Vortrags- und Diskussionsabend
Dialog und Impulsvorträge
„Was macht Münster heute aus und woraus müssen die Modellquartiere bestehen und welchen Beitrag können sie liefern?“ Mit dem Aufruf einer gemeinsamen Ideenfindung für die beiden Modellquartier-Areale eröffnete Stadtbaurat Robin Denstorff um 18 Uhr den Vortrags- und Diskussionsabend. Rund 100 Personen waren der Einladung in die Aula des Freiherr-vom-Stein-Gymnasiums gefolgt. Ihnen stellte Jörg Faltin vom Planungsbüro FALTIN+SATTLER die Rahmenbedingungen im Planungsprozess vor und gab einen Überblick über die „gesamte Reise“ aller fünf Modellquartiere.
Neben den Flächen für die MMQ 1 und 2 (Steinfurter Straße und Busso-Peus-Straße) werden im zweiten Halbjahr 2022 auch die MMQ 3, 4 und 5 am Dortmund-Ems-Kanal aufschließen. Die Werkstattverfahren sind dabei ein wichtiges Fundament für die Vorbereitung von städtebaulich-freiraumplanerischen Wettbewerben, die ab 2023 starten sollen.
„Von der Landschaft aus denken …“
Ein Plädoyer von Prof. Andreas Kipar aus Mailand
Mit einer etwas anderen „Flughöhe“ aktueller Landschaftsdiskussionen konnte Prof. Andreas Kipar aus Mailand das Publikum in seinen Bann ziehen. Mit seinem Bericht von der spürbaren Aufbruchstimmung der „next generation“ und der Bedeutung der Landschaft im Kontext der großen Metropolen gelang es ihm immer wieder, den Bezug zu den Modellquartieren und dem benachbarten Kinderbach herauszuheben. Auch seine ersten Gedanken zum Quartier und der Bedeutung des Freiraums in den Quartieren bekamen breiten Applaus von den Zuhörenden.
Prof. Kipar fragte das Publikum auffordernd, wohin die Reise Münsters insgesamt gehen könnte, um als Stadt echten Modellcharakter erlangen und zu einer besonderen Stadt der „Nachhaltigkeitsdekade“ werden zu können. Nach seinem Empfinden geht dies natürlich weit über die Grenzen der Modellquartiere hinaus. Und dennoch müssen die Modellquartiere hier echte Vorbildfunktion übernehmen.

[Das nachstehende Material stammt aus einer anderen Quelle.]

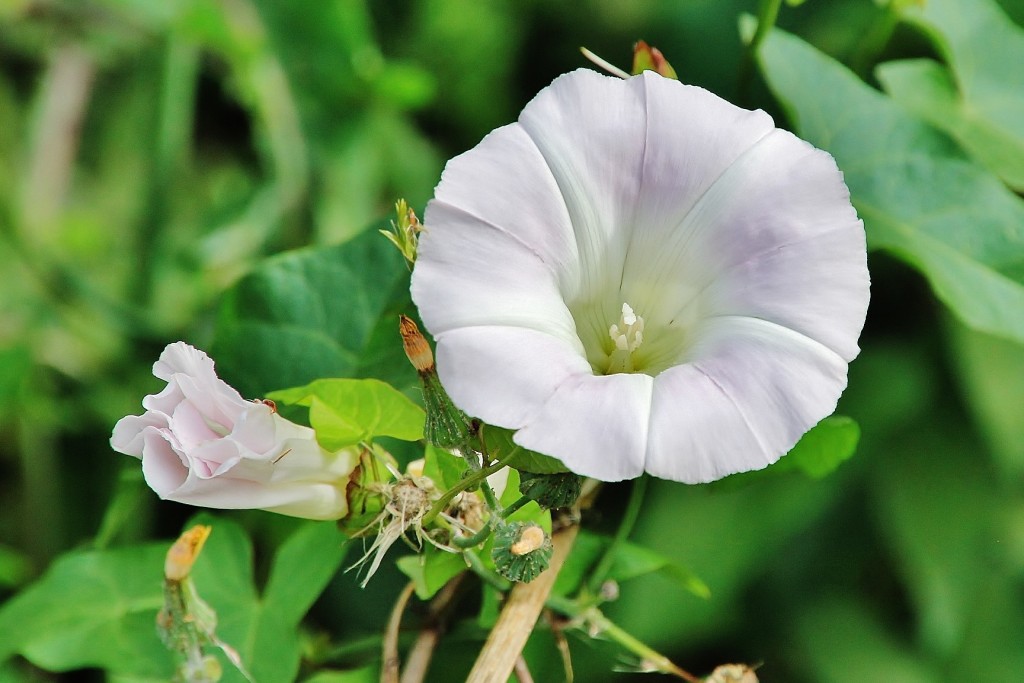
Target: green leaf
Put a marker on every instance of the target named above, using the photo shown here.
(264, 630)
(345, 412)
(330, 311)
(926, 88)
(14, 567)
(444, 469)
(501, 445)
(825, 446)
(920, 198)
(941, 513)
(981, 102)
(431, 569)
(92, 608)
(365, 675)
(841, 642)
(817, 454)
(632, 561)
(990, 372)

Die Stadt immer von der Landschaft aus zu denken und nicht vom „zu Bauenden“ ist sein Hauptplädoyer. Für das landschaftliche Umfeld der Modellquartiere mit dem Kinderbach heißt das, keine Überformungen anzustreben, sondern die Schönheit und Nutzbarkeit des Vorhandenen wertzuschätzen. Der alltägliche Gebrauch aus der neuen Bewohnerschaft, für die neuen Unternehmen und auch für Münster insgesamt stellt eine besondere Herausforderung dar, die Modellquartiere müssen auch ein „normales Stück Stadt“ bzw. Quartierscharakter abbilden können.
„Flexibilität ist ein wichtiges Fundament…"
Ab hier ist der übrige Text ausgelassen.